The article went on to emphasise that the Chinese mission to the WEF was in line with the theme of this year’s meeting: rebuilding trust.

The annual conference has become the focus of increased criticism over the past decade, with populists frequently attacking those who attend it as being “out of touch with everyday people”.

Such has prompted those involved to try to rebuild the organisation’s global public image and that of mainstream politics more generally.

The group’s Executive Chairman Klaus Schwab said recently: “We face a fractured world and growing societal divides, leading to pervasive uncertainty and pessimism.

“We have to rebuild trust in our future by moving beyond crisis management, looking at the root causes of the present problems and building together a more promising future.”

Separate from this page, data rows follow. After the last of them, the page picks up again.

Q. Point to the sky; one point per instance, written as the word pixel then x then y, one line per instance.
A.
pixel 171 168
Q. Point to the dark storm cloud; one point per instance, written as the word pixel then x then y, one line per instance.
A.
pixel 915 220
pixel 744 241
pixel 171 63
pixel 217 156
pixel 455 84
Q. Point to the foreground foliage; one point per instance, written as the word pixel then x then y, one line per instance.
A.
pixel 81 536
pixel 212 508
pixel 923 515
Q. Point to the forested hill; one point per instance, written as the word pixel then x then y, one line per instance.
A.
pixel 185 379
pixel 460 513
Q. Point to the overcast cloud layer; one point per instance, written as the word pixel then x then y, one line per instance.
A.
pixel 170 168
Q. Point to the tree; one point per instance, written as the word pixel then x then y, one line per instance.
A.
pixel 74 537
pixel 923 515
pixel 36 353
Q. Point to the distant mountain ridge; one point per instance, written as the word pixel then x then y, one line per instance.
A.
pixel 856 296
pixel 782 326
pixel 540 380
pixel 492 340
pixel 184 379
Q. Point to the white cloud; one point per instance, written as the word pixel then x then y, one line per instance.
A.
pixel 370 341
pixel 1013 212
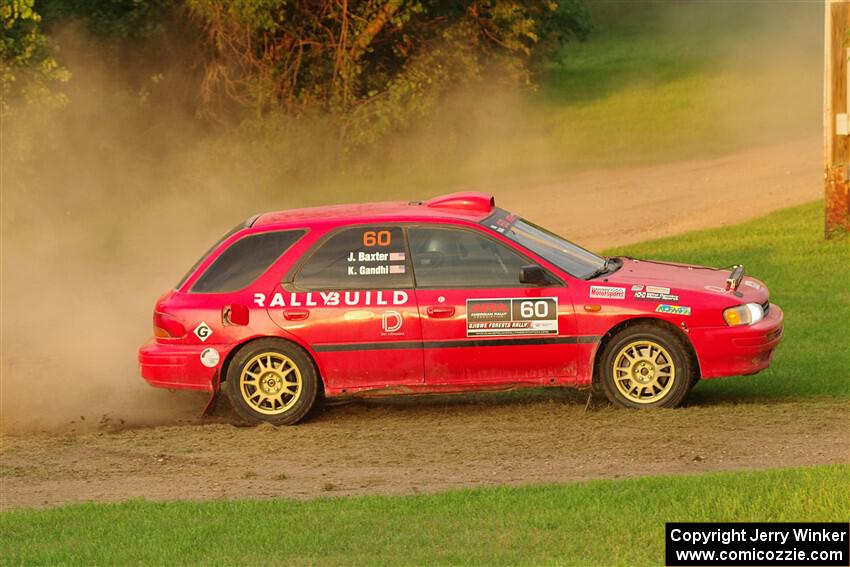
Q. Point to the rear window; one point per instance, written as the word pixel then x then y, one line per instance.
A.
pixel 245 261
pixel 365 257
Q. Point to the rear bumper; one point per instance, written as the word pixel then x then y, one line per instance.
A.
pixel 732 351
pixel 176 366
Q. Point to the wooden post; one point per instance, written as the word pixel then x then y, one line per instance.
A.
pixel 836 117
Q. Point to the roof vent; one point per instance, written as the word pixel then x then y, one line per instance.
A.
pixel 465 200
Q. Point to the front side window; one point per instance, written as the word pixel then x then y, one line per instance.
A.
pixel 571 258
pixel 365 257
pixel 448 257
pixel 245 261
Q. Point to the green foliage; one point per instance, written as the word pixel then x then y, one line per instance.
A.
pixel 110 19
pixel 378 63
pixel 604 522
pixel 28 69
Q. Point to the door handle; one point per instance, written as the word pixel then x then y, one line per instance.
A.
pixel 438 311
pixel 296 314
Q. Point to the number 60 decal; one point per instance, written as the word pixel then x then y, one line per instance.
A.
pixel 376 238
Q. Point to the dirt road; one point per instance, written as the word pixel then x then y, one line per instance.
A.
pixel 420 446
pixel 610 207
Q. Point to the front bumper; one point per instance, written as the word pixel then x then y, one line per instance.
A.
pixel 733 351
pixel 176 366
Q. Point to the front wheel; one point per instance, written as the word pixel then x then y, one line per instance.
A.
pixel 646 366
pixel 271 381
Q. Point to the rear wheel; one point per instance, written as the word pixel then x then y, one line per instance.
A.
pixel 646 366
pixel 271 381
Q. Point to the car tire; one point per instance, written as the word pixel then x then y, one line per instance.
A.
pixel 646 366
pixel 271 381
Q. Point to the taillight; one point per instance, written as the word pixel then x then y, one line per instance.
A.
pixel 167 327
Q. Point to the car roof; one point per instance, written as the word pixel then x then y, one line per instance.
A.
pixel 467 205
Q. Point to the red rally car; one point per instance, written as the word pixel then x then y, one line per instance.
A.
pixel 447 295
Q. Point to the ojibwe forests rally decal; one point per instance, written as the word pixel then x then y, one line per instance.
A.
pixel 332 298
pixel 521 316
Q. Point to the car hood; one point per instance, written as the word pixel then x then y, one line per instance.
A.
pixel 687 278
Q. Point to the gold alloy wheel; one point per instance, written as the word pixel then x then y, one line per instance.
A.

Others will be focused on more than just rescuing their reputations, with Ukraine President Volodymyr Zelenskyy at the meeting in the hopes of rallying more support for his country in its defence against Russia’s aggression.

Having been to some extent pushed out of the world spotlight by the Hamas-Israel war and the Houthi attacks in the Red Sea, Kyiv is now pushing to maintain and reinforce international interest in the country’s continued battle.

Against that background, Ukraine is increasingly keen on getting Chinese support for its proposed peace plan aimed at ending the war, although the Beijing has appeared reluctant to openly back it so far.